Effective management of our Town’s affairs has always been something we could rely on, but I fear that we are facing a series of challenges that could cause lasting damage to our community. Some of these challenges are courtesy of Hartford, some are rooted at the local level and some are part of broader national economic and demographic issues. I love challenges. I loved them throughout my career in the financial services industry, and for the last three years I’ve had to apply my problem-solving skills to the many challenges of being an at home parent.

The issues facing our community will require thoughtful and creative solutions by our elected local officials, and it is with this in mind that I have decided run as a Republican candidate for Selectman.

Here are some of these challenges and how can we address them most effectively.

How do we maintain Greenwich’s status as an attractive place to raise a family and run a business while the State government pushes for higher taxes on wealthier CT towns and regressive taxes like tolls in its attempt to “raise revenues” after years of mismanagement?

We must pursue a steady Mill Rate because if we capitulate on this issue our Town’s much envied position as a low tax environment will be significantly weakened and its lure tarnished.
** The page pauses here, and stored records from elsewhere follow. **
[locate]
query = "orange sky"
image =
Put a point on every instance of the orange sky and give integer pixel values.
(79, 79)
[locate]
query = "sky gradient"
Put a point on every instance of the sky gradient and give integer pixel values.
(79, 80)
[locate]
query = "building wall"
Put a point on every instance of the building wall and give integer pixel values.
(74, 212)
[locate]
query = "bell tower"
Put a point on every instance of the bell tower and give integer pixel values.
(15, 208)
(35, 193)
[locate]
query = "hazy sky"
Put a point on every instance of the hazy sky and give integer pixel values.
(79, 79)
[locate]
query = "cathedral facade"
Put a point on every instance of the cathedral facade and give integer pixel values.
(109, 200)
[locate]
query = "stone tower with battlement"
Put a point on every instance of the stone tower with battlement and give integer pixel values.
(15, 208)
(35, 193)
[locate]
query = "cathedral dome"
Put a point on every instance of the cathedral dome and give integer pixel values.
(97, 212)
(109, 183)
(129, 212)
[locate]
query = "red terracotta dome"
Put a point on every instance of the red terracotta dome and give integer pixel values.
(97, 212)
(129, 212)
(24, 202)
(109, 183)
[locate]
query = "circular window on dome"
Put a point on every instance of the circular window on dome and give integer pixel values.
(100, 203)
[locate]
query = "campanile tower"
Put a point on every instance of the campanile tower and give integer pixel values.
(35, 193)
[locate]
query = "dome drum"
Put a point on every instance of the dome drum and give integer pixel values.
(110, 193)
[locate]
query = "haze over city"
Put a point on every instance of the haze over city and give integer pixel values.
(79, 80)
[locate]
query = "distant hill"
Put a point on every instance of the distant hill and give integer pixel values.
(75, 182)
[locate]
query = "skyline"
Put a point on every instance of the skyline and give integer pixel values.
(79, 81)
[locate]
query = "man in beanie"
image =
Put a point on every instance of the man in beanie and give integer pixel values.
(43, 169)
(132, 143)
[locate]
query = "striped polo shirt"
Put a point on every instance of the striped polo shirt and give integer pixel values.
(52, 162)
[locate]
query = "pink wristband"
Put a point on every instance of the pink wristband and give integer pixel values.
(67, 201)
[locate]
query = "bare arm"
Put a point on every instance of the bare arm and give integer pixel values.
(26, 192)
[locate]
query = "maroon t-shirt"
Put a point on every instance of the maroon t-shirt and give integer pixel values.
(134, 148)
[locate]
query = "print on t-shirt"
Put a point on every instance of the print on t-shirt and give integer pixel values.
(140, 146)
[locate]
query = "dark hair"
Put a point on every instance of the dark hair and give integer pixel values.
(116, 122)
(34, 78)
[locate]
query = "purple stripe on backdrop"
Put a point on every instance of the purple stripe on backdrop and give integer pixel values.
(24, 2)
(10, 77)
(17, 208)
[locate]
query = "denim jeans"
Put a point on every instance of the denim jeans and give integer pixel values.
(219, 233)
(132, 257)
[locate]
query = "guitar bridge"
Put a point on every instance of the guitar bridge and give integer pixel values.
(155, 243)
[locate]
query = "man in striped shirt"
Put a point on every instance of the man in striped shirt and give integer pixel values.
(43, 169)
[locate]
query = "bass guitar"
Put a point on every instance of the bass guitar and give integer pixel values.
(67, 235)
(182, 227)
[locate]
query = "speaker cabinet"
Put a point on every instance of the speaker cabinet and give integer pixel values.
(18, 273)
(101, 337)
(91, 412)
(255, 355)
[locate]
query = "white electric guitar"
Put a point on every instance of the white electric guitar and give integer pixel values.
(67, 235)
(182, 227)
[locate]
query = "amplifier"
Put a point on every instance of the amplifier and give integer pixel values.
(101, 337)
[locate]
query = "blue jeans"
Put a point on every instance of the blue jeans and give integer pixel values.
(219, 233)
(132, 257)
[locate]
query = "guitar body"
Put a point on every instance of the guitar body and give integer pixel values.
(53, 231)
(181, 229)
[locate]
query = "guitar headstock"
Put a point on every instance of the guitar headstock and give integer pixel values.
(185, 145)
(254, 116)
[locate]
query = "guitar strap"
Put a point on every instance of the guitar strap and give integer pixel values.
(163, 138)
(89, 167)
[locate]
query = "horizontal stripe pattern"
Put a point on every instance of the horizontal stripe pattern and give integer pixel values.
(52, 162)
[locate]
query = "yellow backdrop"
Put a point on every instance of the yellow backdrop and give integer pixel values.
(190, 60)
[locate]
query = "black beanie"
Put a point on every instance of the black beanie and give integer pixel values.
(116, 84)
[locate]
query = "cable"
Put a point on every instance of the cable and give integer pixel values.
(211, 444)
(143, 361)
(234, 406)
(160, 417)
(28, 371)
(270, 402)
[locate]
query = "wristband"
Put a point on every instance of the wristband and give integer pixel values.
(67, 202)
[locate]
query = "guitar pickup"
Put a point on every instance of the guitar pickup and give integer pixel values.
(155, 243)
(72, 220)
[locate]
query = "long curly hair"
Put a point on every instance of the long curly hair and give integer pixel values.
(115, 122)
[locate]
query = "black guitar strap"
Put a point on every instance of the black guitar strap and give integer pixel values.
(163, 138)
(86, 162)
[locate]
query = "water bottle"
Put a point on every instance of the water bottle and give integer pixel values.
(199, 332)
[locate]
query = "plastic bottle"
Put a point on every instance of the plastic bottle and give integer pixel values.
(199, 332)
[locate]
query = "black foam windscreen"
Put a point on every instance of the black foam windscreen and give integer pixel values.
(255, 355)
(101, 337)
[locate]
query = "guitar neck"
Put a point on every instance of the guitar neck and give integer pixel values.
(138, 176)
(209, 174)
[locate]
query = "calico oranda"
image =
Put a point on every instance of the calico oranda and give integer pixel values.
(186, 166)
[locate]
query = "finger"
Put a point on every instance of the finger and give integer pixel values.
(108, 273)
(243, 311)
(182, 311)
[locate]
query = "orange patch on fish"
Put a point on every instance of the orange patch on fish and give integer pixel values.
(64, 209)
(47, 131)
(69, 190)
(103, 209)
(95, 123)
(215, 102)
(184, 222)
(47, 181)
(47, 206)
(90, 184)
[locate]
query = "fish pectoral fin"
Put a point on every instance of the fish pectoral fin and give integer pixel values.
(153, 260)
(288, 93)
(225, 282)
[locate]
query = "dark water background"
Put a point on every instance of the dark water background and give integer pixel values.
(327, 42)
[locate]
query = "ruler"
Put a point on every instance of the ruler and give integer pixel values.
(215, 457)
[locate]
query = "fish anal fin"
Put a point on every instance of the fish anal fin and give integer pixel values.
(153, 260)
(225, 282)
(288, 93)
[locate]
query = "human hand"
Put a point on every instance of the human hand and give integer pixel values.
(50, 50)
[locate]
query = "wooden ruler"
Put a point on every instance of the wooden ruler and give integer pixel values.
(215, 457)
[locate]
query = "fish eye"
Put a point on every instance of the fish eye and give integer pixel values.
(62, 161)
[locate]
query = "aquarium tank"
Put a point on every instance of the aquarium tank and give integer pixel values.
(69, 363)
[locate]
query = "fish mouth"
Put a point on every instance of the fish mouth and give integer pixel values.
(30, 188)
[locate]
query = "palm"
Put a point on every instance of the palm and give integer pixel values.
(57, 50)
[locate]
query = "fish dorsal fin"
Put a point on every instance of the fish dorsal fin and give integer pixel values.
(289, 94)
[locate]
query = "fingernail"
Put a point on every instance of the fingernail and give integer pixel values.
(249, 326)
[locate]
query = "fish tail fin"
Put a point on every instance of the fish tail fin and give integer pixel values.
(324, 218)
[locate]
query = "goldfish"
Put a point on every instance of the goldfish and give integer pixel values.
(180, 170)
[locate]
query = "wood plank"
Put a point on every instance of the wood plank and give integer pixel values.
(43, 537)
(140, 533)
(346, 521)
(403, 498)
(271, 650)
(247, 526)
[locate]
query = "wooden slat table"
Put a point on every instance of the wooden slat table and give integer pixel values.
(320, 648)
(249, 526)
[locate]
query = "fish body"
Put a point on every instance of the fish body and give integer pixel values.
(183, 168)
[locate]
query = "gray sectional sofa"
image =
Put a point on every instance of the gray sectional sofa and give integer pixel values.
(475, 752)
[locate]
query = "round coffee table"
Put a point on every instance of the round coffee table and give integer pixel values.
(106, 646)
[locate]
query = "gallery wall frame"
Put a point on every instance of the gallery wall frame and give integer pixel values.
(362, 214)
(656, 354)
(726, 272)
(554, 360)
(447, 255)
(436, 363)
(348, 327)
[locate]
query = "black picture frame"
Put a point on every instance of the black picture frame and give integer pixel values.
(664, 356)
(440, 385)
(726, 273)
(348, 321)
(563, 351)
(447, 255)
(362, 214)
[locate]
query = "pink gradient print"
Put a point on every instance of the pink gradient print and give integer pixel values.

We also need to be very focused on practicing fiscal discipline when it comes to our Town budgets and capital expenditures, especially considering the fiscal problems facing   our State.

What role does our local government play in revitalizing Greenwich Avenue in the midst of new and unprecedented challenges facing brick and mortar businesses (especially from online retailers)? How can we partner up with Greenwich landlords and small business owners to solve this growing problem? When will our Town officials take a swing at solving the ever-growing parking problems that plague our commercial centers, particularly on Greenwich Avenue?

We should engage in a dialogue with local retail property owners with the goal of filling the empty retail spaces in our downtown. We need to be a friend to our business community and the retail property owners in our commercial centers to help them overcome an increasingly challenging operating environment. Additionally, commissioning a town-wide parking and transportation study with the goal of identifying strategic solutions to add much needed public parking spaces and make more public transportation available in our commercial retail centers would be a capital investment worth making.

The overcrowding of the Emergency Room at Greenwich Hospital has been a growing problem since the closing of the Port Chester Hospital. This issue is overburdening our hospital staff and increasing wait times for our residents, yet it has been left unaddressed.

I would pursue innovative solutions to solve this problem, including opening a dialogue with our neighbors in Port Chester to explore what can be done to assist them in offering medical services to their community and reducing the stream of non-emergency visits to our hospital ER.

Can our local government effectively balance our “needs” and “wants” in the Board of Ed’s upcoming $1Billion Capital Plan, especially in lieu of looming fiscal pressures on our finances from Hartford?

We ALL want our schools to be safe, secure and, for lack of a better term, state of the art. But, often times there is a disconnect between what we want as a community and what we need. There are a lot of good things about the BOE’s Capital Plan, but there are also some costly projects that are more on the “want” side than the “need” side. Tough decisions on these issues will have to be made, and it is imperative to our fiscal well being that we examine each item carefully.

These are just a few of the major issues that our community will be facing in the next few years. In order to navigate our way through these challenging times ahead, your elected officials will have to work together to find solutions that will help our community emerge stronger, smarter and better equipped to move forward into the future.

As a Republican member of the Board of Selectmen, I will work with the non-partisan RTM, my Democratic friends, fellow Republicans and our citizens to deliver the best possible results for our community.

I’ve seen up close as a young boy, a teenager, a college graduate and now as a husband and father what a great place Greenwich is. Our future is filled with opportunity, let’s work together to maximize it. I’ve always wanted to give back to my community, and now is a great time to do just that.